When an ingredient constraint was introduced ("without artificial sweeteners"), anchor brands were excluded entirely — including Optimum Nutrition, which dominated every other query. Only brands with unmistakable clean-label identity qualified. Anchor status does not override absence of constraint-specific signals.

Optimum Nutrition (4/5 overall) did not appear. Constraint winners: Naked Whey, Allmax IsoNatural, Isopure Zero Carb, LeanFit — all with explicit "no artificial sweeteners" associations.

Pattern 03

Specialization narrows contextual eligibility

Highly engineered or performance-enhanced formulations appeared only in niche queries (e.g., muscle gain). They did not surface in broad "best" contexts. Specialization may increase relevance in narrow categories while reducing surface area across general queries.

MuscleTech Nitro Tech (creatine-enhanced) appeared only in muscle gain. Allmax Isoflex (fast-absorbing isolate) appeared in muscle gain and clean contexts only. Neither appeared in broad "best" queries.

Structural Model

How AI selection logic works

Across all patterns, AI brand selection appears to operate under layered logic. Brand visibility is conditional, not absolute.

Rule 01

Broad queries → consensus anchors

AI defaults to widely trusted, general-purpose brands when no constraint is present.

Rule 02

Constrained queries → eligibility filters

Explicit constraints apply hard filters. Anchor status does not compensate for lack of alignment.

Rule 03

Specialization → narrow eligibility

Specialized positioning increases depth in niche queries but reduces surface area in general ones.

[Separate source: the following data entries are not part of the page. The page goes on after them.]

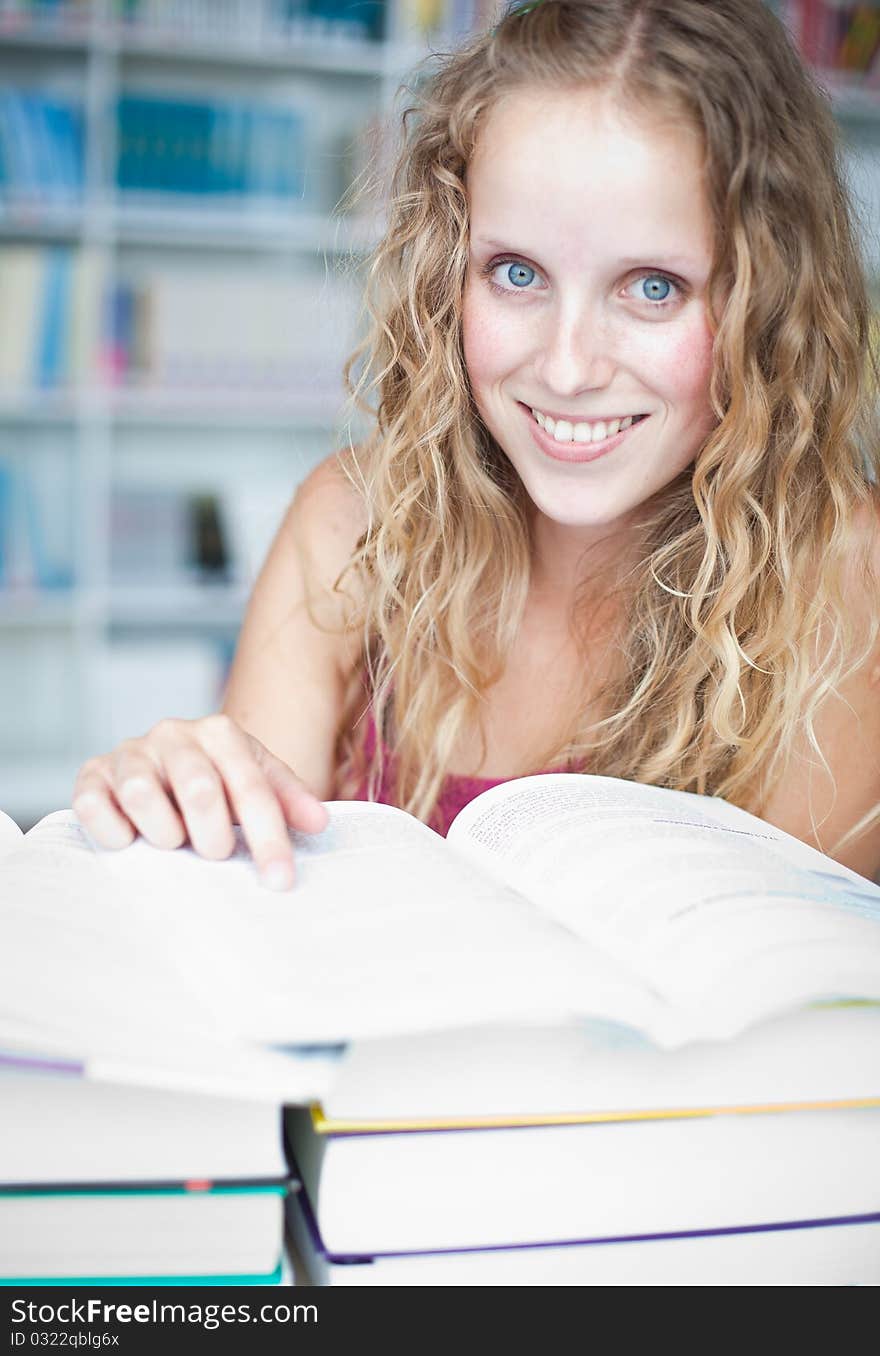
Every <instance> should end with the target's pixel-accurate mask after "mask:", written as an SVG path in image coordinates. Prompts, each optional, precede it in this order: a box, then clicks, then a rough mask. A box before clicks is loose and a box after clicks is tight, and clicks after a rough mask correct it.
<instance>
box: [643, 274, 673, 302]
mask: <svg viewBox="0 0 880 1356" xmlns="http://www.w3.org/2000/svg"><path fill="white" fill-rule="evenodd" d="M640 281H641V285H643V286H644V289H645V290H644V297H645V300H647V301H666V298H667V297H668V294H670V290H671V286H673V283H671V282H670V279H668V278H664V277H663V275H662V274H659V273H655V274H651V275H649V277H648V278H641V279H640Z"/></svg>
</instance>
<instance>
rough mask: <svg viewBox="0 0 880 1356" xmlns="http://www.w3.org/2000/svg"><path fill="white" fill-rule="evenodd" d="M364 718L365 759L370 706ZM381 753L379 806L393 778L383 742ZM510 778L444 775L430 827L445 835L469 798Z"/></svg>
mask: <svg viewBox="0 0 880 1356" xmlns="http://www.w3.org/2000/svg"><path fill="white" fill-rule="evenodd" d="M366 721H367V727H366V738H365V753H366V757H367V759H372V758H373V753H374V751H376V721H374V720H373V708H372V706H370V708H369V709H367V713H366ZM382 753H384V759H382V777H381V781H380V785H378V788H377V793H376V796H374V801H376V804H380V805H393V804H395V799H393V793H392V777H391V773H392V765H393V757H392V754H391V753H389V751H388V747H386V746H385V744H382ZM557 770H559V769H557ZM511 780H513V778H510V777H460V776H456V774H452V776H449V777H446V780H445V782H443V786H442V789H441V793H439V799H438V801H437V805H435V807H434V814H433V816H431V820H430V826H431V829H435V830H437V833H438V834H442V835H443V838H445V837H446V834H447V833H449V826H450V824H452V822H453V819H454V818H456V815H457V814H458V811H460V810H464V807H465V805H466V804H468V803H469V801H472V800H475V799H476V797H477V796H479V795H480V792H483V791H488V789H489V786H500V785H502V782H503V781H511ZM351 799H353V800H366V799H367V793H366V781H363V782H362V784H361V785H359V786H358V789H357V792H355V795H354V796H353V797H351Z"/></svg>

What This Means for Brands

Signal gaps that determine visibility

Category anchor framing

Winning signal

Widely reinforced "industry standard" positioning. Framed as safe, general-purpose, and all-around. Described with consensus language across multiple sources.

Constraint alignment

Winning signal

Explicit and repeated association with a specific constraint (e.g., "no artificial sweeteners," "clean label"). Ambiguity results in exclusion when constraints are applied.

Role clarity

Missing signal

Brands trying to simultaneously signal performance, value, and premium authority lack a stable, repeatable role — reducing summarizability in AI responses.

Notable absences

Missing entirely

Ghost Protein, Transparent Labs, Orgain, Garden of Life, and Vega did not appear in any query — despite category relevance and strong consumer awareness.

Closing Observation
The takeaway

Across the protein powder category, AI does not optimise for the most advanced formulation, the cleanest ingredients, or the lowest price. Instead, it favours brands that are easy to summarise, widely reinforced, and safely aligned with the context of the query. Visibility appears to be a function of signal clarity rather than brand familiarity alone.